Türkiye’yi köşeye sıkıştırıyorlar!
.
Suriye sınırımızdaki gelişmeler giderek hızla bizim için daha tehlikeli bir hal alıyor. Cumhurbaşkanı Erdoğan Rusya Devlet Başkanı Putin’le telefon görüşmesi yaptı ve PKK’nın Suriye kolu olan PYD-YPG ile PKK bağlantısına dikkat çekerek “Tüm terörist gruplarla mücadele edilmesi gerektiğini” söyledi.
Aynı sıralarda Reuters’in haberine göre PYD “Rusya’da ofis açmak ve bu ülkeyle ilişkilerini pekiştirmek için” Moskova’da Rusya Dışişleri Bakanı’yla görüşmekteydi.
Ajans haberi “Türkiye, Rusya’nın PYD-YPG’ye destek verdiğini düşünüyor. Ankara, Suriye’nin kuzey batısında kendi sınırına yakın bölgede Kürtlerin toprak kazanmasına izin vermeyeceğini Moskova’ya iletmişti” açıklamasıyla verdi.
Yeni kanton ilanı!
Bu uyarımız için oldukça geç kalınmıştı, yine aynı sıralarda Şanlıurfa sınırımızda bulunan ve “PYD’nin IŞİD’den aldığı söylenen Tel Abyad’ın da Cezire- Afrin ve Kobani’den sonra 4’üncü Kürt kantonu ilan edildiği” duyuldu.
Tesadüfen diyoruz ama PYD’nin ABD ve AB ülkeleri tarafından “IŞİD’e karşı savaşan tek güç” denerek desteklenmesinden sonra Tel Abyad’la birlikte Güneydoğu sınırımızın büyük kısmının Rojova “Özerk Suriye Kürdistanı” haline getirilmesi tesadüf değil.
“Kobani’de PYD-IŞİD savaşıyor” dendiği günlerde bile IŞİD’in Türkiye sınırına yakın bölgede elinde tuttuğu önemli yerleşim yerlerini fazla zorluk yaratmadan PYD’ye terk ettiği” söylentileri vardı.
Barzani anlaşması
O sıralarda Suriye’de Barzani’nin çağrısı ve organizasyonuyla PYD ve Rojova’daki diğer Kürt gruplar toplandılar ve “ortak yönetim, ortak güç” oluşturduklarını bildiren Duhok Anlaşması isimli bir anlaşma imzalayarak 3 kantonu “Rojova Kürdistanı” olarak ilan ettiler. Şimdi bunlara Tel Abyad da katılmıştır.
Kısacası onlarla dönüşümlü olarak saldırı yapan IŞİD’in “birbirinden farksız olan PYD ve PKK” ile ilişkisi belli değildir.
Batı desteği için…
Bu noktada Başbakan Davutoğlu’nun birkaç gün önce iki ayrı konuşmasında vurguladığı “PYD-IŞİD ve Esad masaya oturdu ve anlaştı. Elimizde belgesi var” sözlerini hatırlamak gerekiyor.
Hemen arkasından yine Başbakan’ın “Türkiye’ye dönük terör saldırısı tek kaynaktan gelmiyor, birçok kaynaktan geliyor” sözleri de düşünülmelidir.

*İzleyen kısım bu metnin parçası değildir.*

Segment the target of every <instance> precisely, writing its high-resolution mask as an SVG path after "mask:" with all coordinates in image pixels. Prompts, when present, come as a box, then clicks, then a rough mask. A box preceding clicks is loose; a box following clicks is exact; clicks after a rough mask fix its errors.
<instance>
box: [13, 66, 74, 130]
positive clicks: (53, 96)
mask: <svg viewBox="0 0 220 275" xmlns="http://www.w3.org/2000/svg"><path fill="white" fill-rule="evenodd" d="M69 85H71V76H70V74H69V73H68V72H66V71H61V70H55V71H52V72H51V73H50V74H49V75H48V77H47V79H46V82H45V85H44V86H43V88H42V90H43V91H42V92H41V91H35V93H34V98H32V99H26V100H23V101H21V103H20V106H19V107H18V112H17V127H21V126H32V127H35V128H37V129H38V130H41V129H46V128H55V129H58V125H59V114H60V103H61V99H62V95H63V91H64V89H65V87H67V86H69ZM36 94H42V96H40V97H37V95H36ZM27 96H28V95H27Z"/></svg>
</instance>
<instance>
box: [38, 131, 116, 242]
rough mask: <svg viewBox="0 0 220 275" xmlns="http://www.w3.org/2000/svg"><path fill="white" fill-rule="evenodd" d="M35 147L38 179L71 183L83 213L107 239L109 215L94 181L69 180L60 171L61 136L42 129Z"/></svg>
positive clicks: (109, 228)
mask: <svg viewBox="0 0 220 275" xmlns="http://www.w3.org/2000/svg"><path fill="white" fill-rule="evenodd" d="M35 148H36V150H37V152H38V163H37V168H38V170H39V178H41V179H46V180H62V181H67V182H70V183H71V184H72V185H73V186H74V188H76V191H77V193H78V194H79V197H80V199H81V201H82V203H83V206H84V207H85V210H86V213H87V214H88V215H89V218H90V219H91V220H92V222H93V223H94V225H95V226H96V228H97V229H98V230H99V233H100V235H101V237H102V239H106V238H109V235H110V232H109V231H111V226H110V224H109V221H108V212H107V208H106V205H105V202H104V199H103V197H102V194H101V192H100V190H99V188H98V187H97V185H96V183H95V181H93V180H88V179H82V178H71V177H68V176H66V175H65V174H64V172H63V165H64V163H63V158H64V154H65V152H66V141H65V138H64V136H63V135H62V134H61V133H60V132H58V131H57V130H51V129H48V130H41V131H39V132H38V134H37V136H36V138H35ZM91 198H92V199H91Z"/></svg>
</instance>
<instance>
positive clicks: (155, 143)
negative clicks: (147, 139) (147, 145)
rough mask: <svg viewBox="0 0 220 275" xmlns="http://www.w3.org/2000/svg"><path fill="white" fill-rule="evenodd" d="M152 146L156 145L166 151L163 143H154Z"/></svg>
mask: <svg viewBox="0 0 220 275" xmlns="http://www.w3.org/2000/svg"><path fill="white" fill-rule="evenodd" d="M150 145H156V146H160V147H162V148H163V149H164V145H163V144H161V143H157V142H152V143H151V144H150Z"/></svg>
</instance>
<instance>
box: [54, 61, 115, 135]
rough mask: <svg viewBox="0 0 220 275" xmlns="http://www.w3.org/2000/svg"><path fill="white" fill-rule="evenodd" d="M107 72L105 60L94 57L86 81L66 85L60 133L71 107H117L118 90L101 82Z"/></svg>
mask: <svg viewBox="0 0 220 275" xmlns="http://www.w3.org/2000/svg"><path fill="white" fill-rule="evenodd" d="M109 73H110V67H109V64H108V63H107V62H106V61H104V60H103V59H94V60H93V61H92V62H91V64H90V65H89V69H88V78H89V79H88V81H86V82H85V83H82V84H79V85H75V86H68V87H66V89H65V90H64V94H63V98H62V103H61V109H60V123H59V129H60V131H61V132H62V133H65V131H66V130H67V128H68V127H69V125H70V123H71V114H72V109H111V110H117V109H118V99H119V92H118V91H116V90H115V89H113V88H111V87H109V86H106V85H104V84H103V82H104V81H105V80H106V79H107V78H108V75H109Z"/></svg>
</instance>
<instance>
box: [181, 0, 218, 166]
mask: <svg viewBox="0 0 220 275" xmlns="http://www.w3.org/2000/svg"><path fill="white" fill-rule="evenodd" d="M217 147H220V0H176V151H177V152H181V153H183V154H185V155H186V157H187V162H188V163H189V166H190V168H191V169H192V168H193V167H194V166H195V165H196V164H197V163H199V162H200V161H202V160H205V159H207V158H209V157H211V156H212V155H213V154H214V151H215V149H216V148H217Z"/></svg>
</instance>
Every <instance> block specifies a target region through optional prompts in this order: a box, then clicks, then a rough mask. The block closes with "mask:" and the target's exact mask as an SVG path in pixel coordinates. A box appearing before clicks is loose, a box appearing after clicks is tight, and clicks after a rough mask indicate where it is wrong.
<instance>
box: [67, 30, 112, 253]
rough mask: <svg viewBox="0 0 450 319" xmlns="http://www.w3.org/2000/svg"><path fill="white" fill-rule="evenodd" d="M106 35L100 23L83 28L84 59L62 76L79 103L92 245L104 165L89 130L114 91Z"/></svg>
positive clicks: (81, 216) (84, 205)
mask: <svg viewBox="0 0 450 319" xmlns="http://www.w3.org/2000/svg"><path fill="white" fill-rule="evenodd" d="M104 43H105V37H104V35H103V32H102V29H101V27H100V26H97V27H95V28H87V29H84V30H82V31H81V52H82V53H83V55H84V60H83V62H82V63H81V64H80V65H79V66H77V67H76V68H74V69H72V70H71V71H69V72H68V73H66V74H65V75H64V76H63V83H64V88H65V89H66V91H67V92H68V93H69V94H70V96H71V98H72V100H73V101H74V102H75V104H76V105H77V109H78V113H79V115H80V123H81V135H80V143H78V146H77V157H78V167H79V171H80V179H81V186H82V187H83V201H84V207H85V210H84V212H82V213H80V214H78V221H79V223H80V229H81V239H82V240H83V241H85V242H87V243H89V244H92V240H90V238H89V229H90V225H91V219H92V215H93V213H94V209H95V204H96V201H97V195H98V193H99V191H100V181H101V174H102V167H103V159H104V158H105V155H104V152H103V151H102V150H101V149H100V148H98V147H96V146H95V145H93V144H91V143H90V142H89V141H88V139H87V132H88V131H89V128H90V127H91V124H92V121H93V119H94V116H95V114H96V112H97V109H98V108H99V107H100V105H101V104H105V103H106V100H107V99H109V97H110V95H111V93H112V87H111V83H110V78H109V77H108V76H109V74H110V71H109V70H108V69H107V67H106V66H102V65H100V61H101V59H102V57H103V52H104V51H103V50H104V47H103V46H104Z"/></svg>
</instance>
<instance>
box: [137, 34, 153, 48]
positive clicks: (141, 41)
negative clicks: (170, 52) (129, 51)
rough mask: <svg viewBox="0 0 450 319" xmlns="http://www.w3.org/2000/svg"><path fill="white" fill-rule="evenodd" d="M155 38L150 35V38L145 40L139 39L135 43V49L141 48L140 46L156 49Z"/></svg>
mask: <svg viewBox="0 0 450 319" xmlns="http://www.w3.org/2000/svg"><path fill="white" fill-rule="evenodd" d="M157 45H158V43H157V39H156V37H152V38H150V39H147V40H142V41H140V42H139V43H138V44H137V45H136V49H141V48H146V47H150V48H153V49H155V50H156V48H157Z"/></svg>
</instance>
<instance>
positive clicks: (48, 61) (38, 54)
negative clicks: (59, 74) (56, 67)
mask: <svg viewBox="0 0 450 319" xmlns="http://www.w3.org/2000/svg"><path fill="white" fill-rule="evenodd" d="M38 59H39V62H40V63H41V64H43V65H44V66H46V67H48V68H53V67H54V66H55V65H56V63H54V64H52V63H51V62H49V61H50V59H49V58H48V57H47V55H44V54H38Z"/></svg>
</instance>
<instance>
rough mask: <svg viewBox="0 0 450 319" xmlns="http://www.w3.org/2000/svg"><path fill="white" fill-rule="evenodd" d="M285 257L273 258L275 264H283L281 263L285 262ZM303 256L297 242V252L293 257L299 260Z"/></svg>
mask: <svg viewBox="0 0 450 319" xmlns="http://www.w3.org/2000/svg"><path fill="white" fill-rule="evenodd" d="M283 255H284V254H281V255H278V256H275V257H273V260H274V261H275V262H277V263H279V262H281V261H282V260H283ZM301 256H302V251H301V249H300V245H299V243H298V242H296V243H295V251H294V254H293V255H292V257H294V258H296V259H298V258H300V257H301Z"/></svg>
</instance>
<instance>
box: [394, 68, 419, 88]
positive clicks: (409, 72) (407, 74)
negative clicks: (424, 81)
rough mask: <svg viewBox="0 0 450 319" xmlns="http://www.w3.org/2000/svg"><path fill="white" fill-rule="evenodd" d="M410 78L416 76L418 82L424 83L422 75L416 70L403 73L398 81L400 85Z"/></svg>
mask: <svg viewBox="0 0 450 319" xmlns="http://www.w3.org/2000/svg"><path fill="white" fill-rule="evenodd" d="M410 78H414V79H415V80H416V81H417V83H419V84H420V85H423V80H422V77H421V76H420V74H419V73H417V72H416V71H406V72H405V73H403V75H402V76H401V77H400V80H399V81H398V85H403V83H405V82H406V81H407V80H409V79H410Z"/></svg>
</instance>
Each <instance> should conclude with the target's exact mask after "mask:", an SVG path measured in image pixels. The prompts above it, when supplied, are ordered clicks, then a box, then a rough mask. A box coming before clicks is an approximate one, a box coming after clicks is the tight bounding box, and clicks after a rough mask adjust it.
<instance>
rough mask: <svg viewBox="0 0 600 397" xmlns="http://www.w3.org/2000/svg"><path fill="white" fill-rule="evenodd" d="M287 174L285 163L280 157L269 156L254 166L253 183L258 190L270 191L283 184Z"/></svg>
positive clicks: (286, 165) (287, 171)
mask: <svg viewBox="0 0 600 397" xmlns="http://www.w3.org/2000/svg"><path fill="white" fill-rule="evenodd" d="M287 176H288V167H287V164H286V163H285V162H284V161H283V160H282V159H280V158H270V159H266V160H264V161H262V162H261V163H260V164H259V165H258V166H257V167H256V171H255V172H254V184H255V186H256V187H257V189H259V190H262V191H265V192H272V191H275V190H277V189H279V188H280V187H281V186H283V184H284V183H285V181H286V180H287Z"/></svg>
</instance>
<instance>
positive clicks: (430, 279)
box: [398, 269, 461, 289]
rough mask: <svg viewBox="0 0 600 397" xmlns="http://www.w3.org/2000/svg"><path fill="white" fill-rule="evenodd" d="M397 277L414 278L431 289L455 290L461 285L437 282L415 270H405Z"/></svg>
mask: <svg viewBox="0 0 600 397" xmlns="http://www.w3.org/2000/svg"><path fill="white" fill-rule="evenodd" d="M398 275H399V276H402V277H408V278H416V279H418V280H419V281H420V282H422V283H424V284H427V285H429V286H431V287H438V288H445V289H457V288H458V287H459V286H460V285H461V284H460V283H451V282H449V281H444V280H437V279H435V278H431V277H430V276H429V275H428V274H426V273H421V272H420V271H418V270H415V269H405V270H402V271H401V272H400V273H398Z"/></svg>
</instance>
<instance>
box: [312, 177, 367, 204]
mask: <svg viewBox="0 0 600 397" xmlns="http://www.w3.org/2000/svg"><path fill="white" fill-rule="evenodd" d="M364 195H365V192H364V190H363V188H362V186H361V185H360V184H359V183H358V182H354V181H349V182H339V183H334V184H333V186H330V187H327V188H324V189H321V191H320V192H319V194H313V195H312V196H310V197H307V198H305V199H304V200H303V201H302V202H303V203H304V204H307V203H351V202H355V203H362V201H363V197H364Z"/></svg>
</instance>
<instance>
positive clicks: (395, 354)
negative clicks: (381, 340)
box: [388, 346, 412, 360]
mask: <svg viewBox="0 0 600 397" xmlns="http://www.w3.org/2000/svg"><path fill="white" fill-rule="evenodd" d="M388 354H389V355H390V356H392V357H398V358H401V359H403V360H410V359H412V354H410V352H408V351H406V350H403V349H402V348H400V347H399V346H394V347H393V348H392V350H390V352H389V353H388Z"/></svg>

Bu iki hatta “PKK ile birlikte üç örgüt” nasıl bir ilişki içinde?
“Kobani’de savaşıyorlar” dendiği günlerde de bir yanıltma, Esad’ın ve Barzani’nin de içinde olduğu ve Batı’nın desteğini sağlayacak bir plan mı söz konusuydu?
Türkiye’nin Suriye iç savaşının başından itibaren muhaliflerin yanında “taraf” olması sonunda zaten Kuzey illerini PYD’ye bırakarak çekilen Esad’ın kendisiydi.
Bunlar ve Rusya’nın her şart altında Esad’ın yanında olacağı birlikte düşünülerek uygulamakta olduğumuz politika dikkatle gözden geçirilmelidir. Şehit verdiğimiz terör saldırıları aynı hızla sürüyor ve Başbakan’ın dediği gibi “terör kaynağı tek değil, örgütler birlikte” ve ortak bir proje için verilen desteklerle hareket ediyor.
Türkiye içinden çıkılamayacak bir noktaya sürüklenmesin!